From: Roger Luethi <rl@hellgate.ch>
To: Rik van Riel <riel@redhat.com>
Cc: William Lee Irwin III <wli@holomorphy.com>,
linux-mm@kvack.org, Andrew Morton <akpm@digeo.com>
Subject: Re: load control demotion/promotion policy
Date: Mon, 22 Dec 2003 00:55:42 +0100 [thread overview]
Message-ID: <20031221235541.GA22896@k3.hellgate.ch> (raw)
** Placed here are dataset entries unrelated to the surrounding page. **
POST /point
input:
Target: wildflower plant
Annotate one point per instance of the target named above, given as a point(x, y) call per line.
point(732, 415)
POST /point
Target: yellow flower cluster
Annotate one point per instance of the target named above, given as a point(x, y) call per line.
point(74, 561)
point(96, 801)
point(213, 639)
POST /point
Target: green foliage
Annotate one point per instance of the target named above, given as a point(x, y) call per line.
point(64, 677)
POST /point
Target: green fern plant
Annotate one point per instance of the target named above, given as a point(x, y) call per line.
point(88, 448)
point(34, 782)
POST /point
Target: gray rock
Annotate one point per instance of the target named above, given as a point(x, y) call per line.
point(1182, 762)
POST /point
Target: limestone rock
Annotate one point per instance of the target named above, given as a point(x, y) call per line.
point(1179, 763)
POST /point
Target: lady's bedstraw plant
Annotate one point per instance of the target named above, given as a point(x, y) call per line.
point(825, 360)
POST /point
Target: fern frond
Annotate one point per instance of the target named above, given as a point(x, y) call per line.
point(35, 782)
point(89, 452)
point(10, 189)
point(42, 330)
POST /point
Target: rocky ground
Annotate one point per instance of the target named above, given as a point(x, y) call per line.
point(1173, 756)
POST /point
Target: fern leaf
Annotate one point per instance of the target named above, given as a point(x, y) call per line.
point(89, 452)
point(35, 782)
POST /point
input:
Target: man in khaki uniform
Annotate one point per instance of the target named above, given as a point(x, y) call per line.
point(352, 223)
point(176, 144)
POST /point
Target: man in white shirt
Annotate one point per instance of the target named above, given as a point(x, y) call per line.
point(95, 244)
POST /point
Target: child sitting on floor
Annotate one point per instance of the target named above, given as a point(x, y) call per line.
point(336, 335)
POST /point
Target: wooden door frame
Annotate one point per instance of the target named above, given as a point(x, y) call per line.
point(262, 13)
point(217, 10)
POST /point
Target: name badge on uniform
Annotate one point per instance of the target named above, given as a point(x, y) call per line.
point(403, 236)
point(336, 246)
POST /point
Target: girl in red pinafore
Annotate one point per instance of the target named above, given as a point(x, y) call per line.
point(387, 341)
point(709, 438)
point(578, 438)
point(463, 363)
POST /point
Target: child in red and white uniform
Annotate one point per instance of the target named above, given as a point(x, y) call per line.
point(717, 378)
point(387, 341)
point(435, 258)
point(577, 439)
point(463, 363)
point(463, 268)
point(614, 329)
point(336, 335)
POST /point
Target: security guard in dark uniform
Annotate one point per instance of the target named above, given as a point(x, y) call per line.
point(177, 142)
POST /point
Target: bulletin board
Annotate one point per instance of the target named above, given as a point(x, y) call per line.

In-Reply-To: <Pine.LNX.4.44.0312202125580.26393-100000@chimarrao.boston.redhat.com>
On Sat, 20 Dec 2003 21:33:34 -0500, Rik van Riel wrote:
> I've got an idea for a load control / memory scheduling
> policy that is inspired by the following requirements
> and data points:
It is my understanding that wli is interested in load control because
he knows this Russian guy who puts an insane load on his box. Do you
have friends in Russia as well? Isn't there _anybody_ interested in
the fact that 2.6 performance completely breaks down under a light
overload where 2.4 doesn't and where load control would be more of a
problem than a solution? Heck, I even showed that you don't have to give
up physical scanning to get most of the pageout performance back! Oh,
and btw: Did I overlook this problem on akpm's should/must fix lists,
or is it missing for a reason?
I can't help but think of the man who looks for his keys not where he
lost them but near the lamp post, where the light is. While I agree
that working on load control is a lot more fun, it is _pageout_ that
has been completely borked in 2.6 and there is no way in hell load
control can fix that. Load control trades latency for throughput and
makes sense for some situations after pageout tuning has been exhausted,
which is not true at all for Linux 2.6.
I hate to be a pest but I am still entirely unconvinced that load control
is what 2.6 needs at this point. Maybe I should make that ceterum censeo
a sig.
That said, here's my take:
> 1) wli pointed out that one of the better performing load
> control mechanisms is one that swaps out the SMALLEST
> process (easy to swap out, removes one process worth of
> IO load from the system)
According to wli this strategy was 15% better than random selection in
terms of throughput / CPU usage. Those 15% may well be quite solid for
transaction based systems, but typical Linux systems and workloads are
different animals and it doesn't seem safe to rely on those numbers here.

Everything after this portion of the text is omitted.